I’m surprised by the comments that espouse a vague and moralizing image of Africa as if Western upper-middle class liberal values predominated there. Keeping dogs as pets is a European custom that was introduced to Africa as a local practice mainly in South Africa among Boer and English families. If you have lived among the richly diverse cultures of sub-Saharan Africa, and not just as a traveler, you see that far over 90% of the people are just surviving, no luxuries or Western affectations like dogs. Why should they regard exotic carnivores like dogs, which were never native to Africa, as anything other than an invasive species and competition for food? That’s the reality of dogs there.
Some African Muslim friends have expressed to me their disapproval of cruelty to any animals, including dogs, and point to the halal laws against making animals suffer. But I don’t expect other cultures to share my affection for cute puppies.
I’m very, very sad reading this post. To think that cars would purposely swerve to hit a dog? I don’t care if it’s another mouth to feed, it’s a living being and feels pain. So awful.
.-= sheryl´s last blog ..Nothing Routine About Transitions =-.
India – dogs and monkeys are constantly bombarded with stones in both Muslim and Hindu areas. I was really surprised by this.
Egypt – stray cats and dogs seem to fare a little bit better
Tanzania – the Maasai liked their dogs but I didn’t see many in the cities
In Germany, where every dog I met was extremely well-trained, dogs are allowed in restaurants and beer halls and on public transportation. Dogs are allowed into places that children are not with the reasoning that they are better behaved than children. I didn’t see as many dogs when I lived there as I do in the US, though, and many of them were working dogs in addition to their roles as companions.
.-= Mama Em´s last blog ..To Tye- at 1 Year =-.

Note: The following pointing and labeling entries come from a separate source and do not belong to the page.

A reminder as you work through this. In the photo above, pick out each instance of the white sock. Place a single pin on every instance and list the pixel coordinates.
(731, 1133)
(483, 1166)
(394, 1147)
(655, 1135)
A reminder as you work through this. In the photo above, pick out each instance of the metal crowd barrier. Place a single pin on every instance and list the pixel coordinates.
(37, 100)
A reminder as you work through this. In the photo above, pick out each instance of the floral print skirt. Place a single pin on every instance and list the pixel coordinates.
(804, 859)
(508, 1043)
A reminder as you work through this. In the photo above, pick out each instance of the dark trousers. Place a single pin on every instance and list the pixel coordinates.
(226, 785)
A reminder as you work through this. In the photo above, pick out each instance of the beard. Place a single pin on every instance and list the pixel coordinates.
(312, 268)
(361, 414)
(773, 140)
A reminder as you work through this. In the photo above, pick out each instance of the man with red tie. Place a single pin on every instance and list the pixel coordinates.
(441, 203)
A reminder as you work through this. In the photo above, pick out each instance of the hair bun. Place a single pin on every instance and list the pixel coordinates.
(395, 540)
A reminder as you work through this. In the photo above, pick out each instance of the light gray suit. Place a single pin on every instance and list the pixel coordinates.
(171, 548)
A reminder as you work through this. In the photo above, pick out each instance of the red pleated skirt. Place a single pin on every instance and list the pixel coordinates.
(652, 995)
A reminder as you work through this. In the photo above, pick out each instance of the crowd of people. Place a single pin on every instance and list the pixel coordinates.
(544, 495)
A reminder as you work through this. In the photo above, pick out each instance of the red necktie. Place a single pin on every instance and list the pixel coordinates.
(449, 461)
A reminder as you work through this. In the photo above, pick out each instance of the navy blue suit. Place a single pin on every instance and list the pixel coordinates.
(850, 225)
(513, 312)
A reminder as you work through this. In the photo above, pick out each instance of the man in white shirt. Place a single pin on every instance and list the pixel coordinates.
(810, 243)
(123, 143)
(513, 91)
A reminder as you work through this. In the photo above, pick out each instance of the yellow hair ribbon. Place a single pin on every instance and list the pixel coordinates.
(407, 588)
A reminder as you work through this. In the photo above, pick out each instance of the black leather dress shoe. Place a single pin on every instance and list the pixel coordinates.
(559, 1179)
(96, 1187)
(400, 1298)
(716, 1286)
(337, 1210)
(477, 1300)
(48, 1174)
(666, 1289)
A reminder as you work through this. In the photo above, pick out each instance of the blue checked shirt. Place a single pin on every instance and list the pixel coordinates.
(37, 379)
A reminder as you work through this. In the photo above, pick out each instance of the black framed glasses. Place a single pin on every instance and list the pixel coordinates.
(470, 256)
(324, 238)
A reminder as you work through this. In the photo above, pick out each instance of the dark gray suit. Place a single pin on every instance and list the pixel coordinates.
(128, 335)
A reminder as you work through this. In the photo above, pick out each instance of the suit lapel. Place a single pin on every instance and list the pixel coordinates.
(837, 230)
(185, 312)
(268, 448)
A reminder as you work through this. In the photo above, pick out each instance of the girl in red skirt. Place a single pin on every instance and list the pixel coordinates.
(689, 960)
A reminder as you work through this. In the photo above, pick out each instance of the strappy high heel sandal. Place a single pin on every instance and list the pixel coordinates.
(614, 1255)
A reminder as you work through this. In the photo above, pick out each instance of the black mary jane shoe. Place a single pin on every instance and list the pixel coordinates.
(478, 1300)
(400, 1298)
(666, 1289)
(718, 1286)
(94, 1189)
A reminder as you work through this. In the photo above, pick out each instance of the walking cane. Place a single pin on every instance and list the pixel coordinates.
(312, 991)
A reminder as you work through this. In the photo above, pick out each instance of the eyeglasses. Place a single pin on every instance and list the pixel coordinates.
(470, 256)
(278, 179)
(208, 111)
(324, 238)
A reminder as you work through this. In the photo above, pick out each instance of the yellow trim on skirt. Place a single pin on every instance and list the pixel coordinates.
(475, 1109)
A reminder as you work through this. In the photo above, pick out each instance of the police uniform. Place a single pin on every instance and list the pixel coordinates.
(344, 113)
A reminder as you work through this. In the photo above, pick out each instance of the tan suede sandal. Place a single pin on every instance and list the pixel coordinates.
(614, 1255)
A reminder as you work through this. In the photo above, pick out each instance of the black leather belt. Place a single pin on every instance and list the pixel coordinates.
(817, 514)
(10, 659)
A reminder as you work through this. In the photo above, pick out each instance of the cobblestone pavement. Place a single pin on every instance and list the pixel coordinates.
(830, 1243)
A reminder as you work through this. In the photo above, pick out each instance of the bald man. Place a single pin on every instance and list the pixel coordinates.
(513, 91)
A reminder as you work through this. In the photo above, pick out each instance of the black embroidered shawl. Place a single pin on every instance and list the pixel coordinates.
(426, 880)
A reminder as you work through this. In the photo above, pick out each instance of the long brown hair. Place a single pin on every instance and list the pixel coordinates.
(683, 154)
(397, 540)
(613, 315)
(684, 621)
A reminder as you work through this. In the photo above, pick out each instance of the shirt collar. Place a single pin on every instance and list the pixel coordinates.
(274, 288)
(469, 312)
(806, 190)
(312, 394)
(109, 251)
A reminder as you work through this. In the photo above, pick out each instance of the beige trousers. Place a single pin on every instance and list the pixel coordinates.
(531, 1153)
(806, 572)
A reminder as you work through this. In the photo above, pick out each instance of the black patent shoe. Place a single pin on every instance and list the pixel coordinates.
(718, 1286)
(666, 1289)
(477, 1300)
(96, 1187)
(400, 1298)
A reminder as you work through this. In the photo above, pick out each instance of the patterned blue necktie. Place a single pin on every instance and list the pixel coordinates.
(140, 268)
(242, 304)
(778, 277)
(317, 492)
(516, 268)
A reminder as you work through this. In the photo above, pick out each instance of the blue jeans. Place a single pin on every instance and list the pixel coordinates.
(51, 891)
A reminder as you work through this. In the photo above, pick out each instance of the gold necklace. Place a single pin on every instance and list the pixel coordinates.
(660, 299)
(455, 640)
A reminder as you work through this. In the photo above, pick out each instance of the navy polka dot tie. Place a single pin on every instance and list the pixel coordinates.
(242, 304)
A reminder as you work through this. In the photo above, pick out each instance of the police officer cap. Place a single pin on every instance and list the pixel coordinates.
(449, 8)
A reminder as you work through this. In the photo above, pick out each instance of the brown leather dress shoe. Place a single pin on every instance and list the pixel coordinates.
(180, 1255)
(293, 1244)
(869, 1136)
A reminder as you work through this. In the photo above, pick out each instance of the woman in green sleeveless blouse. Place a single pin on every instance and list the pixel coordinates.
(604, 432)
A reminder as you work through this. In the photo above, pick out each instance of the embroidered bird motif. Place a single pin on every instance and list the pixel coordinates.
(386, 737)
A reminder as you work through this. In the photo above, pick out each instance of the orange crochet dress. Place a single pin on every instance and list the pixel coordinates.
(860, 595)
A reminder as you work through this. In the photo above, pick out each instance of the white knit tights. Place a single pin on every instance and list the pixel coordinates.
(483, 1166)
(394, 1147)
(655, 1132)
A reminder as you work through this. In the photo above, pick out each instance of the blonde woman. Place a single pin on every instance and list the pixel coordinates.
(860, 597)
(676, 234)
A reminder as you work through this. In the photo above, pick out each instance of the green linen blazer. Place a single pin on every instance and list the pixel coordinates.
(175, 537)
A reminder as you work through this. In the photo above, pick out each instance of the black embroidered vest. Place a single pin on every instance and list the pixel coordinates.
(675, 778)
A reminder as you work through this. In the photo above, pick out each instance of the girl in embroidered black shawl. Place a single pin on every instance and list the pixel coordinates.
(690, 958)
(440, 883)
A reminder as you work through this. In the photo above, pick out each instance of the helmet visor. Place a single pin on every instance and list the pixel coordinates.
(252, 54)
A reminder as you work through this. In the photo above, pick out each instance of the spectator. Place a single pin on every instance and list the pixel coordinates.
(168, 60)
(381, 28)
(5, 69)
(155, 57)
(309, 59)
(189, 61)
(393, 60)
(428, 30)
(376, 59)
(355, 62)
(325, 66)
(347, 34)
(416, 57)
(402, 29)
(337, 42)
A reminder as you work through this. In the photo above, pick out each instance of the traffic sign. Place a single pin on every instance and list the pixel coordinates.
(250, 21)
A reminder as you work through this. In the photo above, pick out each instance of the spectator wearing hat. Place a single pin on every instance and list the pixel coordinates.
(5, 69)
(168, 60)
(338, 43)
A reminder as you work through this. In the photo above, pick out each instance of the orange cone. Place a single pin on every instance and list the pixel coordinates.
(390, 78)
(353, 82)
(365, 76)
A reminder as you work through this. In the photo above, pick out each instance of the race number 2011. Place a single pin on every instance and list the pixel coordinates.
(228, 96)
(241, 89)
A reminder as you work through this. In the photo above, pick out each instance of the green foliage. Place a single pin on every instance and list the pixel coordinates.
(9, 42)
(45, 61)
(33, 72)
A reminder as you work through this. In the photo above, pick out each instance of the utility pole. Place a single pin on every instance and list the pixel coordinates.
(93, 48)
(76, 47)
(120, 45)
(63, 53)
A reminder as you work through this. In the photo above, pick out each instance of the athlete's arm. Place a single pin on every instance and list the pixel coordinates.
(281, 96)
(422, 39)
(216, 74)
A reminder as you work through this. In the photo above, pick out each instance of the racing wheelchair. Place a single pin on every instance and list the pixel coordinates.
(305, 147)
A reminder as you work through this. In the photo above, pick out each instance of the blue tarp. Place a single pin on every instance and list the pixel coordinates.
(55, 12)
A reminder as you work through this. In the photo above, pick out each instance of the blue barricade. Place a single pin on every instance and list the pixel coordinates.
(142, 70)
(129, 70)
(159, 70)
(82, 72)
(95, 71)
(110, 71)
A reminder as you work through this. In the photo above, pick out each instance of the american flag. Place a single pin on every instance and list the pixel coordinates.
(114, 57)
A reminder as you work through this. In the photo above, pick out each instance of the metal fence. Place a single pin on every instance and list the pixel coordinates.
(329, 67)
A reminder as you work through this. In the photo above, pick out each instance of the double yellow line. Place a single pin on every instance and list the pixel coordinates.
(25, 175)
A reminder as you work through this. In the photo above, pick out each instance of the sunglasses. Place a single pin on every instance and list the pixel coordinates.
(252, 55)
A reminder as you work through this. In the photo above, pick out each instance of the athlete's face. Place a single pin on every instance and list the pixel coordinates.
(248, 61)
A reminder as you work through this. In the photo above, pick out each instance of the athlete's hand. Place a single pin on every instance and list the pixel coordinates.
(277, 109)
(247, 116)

I’ve never been to Africa. It’s sad that animals are mistreated that way, even if it is a regional problem. I live in Hawaii where there is real cultural diversity. In most cases, dogs are well-treated pets. But in certain cultures, dogs are, as Jasper says, a meat source. A couple of years ago a dog was stolen from where he’d been tied in a public space and killed for food. It may seem horrific to those of us who consider dogs pets, but for the people who consider dogs nothing more than dinner, it’s a long standing cultural norm.
.-= Kris Bordessa´s last blog ..Kahumoku Ohana Hawaiian Music and Lifestyle Workshop =-.
When we lived in Bosnia in 2002, seven years after the Dayton Peace Accords were signed, we hardly ever saw dogs. We assumed at the time it was because Sarajevo is overwhelmingly Muslim. We are spending this year in Sarajevo again, though, and are startled at how many pet dogs we see. (I actually wrote about it on my blog a couple of months ago- http://saturdaymorningkhartoum.blogspot.com/2010/09/post-war-recovery-dogs.html).
I guess people couldn’t feed pet dogs during the war. Cats did fine on their own. I think it’s a measure of the increased stability people must feel that so many are getting dogs.
And so much for my assumptions about the cultural baggage that goes along with being Muslim!